Artikel 19

Print this page

  weegschaal.png

 

1. In geval van een vordering tot vervallenverklaring op grond van artikel 58, lid 1, onder a), van Verordening (EU) 2017/1001 verzoekt het Bureau de houder van het Uniemerk binnen een door het Bureau te stellen termijn het bewijs van het normale gebruik van het merk te leveren. Indien de houder binnen de gestelde termijn geen bewijs van het normale gebruik levert of geen redenen voor het niet gebruiken verstrekt, of indien het aangedragen bewijsmateriaal of de verstrekte redenen kennelijk irrelevant of kennelijk ontoereikend zijn, wordt het Uniemerk vervallen verklaard. Het bepaalde in artikel 10, leden 3, 4, 6 en 7, van deze verordening is van overeenkomstige toepassing.
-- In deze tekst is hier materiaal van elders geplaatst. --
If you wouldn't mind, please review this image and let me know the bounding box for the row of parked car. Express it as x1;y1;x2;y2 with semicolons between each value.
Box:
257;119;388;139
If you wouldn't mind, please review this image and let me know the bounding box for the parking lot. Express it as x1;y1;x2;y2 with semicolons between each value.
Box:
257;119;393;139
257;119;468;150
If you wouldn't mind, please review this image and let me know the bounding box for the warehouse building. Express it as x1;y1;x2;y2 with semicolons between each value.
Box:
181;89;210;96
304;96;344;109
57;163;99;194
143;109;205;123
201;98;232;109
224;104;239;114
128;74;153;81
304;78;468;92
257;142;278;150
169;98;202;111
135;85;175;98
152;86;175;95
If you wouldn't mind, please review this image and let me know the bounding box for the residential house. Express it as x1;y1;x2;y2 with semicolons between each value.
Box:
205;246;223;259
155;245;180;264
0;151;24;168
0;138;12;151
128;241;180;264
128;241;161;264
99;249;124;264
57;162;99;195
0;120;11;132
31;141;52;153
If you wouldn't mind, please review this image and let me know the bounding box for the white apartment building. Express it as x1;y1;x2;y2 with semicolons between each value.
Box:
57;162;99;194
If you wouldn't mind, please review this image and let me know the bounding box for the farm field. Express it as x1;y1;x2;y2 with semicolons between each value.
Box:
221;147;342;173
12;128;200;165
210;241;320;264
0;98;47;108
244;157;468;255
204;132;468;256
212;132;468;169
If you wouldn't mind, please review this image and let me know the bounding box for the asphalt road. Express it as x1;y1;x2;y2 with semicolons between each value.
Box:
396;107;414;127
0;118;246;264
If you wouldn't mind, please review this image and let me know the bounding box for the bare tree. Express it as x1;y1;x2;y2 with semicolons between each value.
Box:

2. Een verzoek om een bewijs van gebruik overeenkomstig artikel 64, lid 2 of lid 3, van Verordening (EU) 2017/1001 is ontvankelijk als de houder van het Uniemerk een dergelijk verzoek als een onvoorwaardelijk verzoek in een afzonderlijk document indient binnen de door het Bureau overeenkomstig artikel 17, lid 1, van deze verordening gestelde termijn. Wanneer de houder van het Uniemerk heeft verzocht om bewijs van gebruik van een ouder merk of van geldige redenen voor het niet-gebruiken in overeenstemming met de eisen van artikel 64, lid 2 of lid 3, van Verordening (EU) 2017/1001, verzoekt het Bureau de eiser die nietigverklaring vordert, om het verlangde bewijs binnen een door het Bureau vastgestelde termijn in te dienen. Indien de eiser die nietigverklaring vordert, binnen de gestelde termijn geen bewijs van het normale gebruik levert of geen redenen voor het niet gebruiken verstrekt, of indien het aangedragen bewijsmateriaal of de verstrekte redenen kennelijk irrelevant of kennelijk ontoereikend zijn, wijst het Bureau de vordering tot nietigverklaring af voor zover deze op dat oudere merk is gebaseerd. Het bepaalde in artikel 10, leden 3 tot en met 7, van deze verordening is van overeenkomstige toepassing.